Verleg het object van de accountantscontrole

Wouter Bos stelt dat het voor de financiële sector, inclusief de accountancy, uiterst belangrijk is om niet terug te vallen in business as usual. Er zijn dingen heel erg fout gelopen in de financiële sector en accountants hebben het ook niet (kunnen) voorkomen.

Jan de Rooy en Jacob Kienstra

Dat lees je impliciet uit zijn interview in Accountant. En dat verwachtte de maatschappij nu juist wel van de accountantsfunctie.

Als accountants die kritiek dan denken te pareren met de opmerking dat hun taak als controleur van jaarrekeningen geen waarborgen biedt, dan wordt dat niet geaccepteerd. Je leest dan: ze controleren niet goed volgens de AFM. Of: hun verdienmodel staat haaks op een objectief oordeel. Of: ze heulen met de directie van de door hun gecontroleerde organisatie, hun opdrachtgever.

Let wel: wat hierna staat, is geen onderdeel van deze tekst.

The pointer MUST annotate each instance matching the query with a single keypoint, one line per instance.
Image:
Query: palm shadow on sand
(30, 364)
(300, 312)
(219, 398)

Veel van deze punten zullen in meer of mindere mate waar zijn. Maar verklaren zij het falen? Of, andersom, is met de aanpak van die punten gewaarborgd dat de accountant in de toekomst wél conform verwachtingen acteert?

Het is onze stellige overtuiging dat dit niet het geval is. Het object van accountantscontrole - de jaarrekening van een organisatie en het controleproces daarvoor - is naar zijn aard niet geschikt om een aantal fundamentele risico's tijdig te signaleren.

Wij pleiten er daarom voor om de beheersorganisatie van de te controleren organisatie als object van accountantscontrole te definiëren, met als afgeleide daarvan de verplichte jaarrekening. Wij begrijpen niet goed waarom de NBA geen zware lobby in deze richting inzet.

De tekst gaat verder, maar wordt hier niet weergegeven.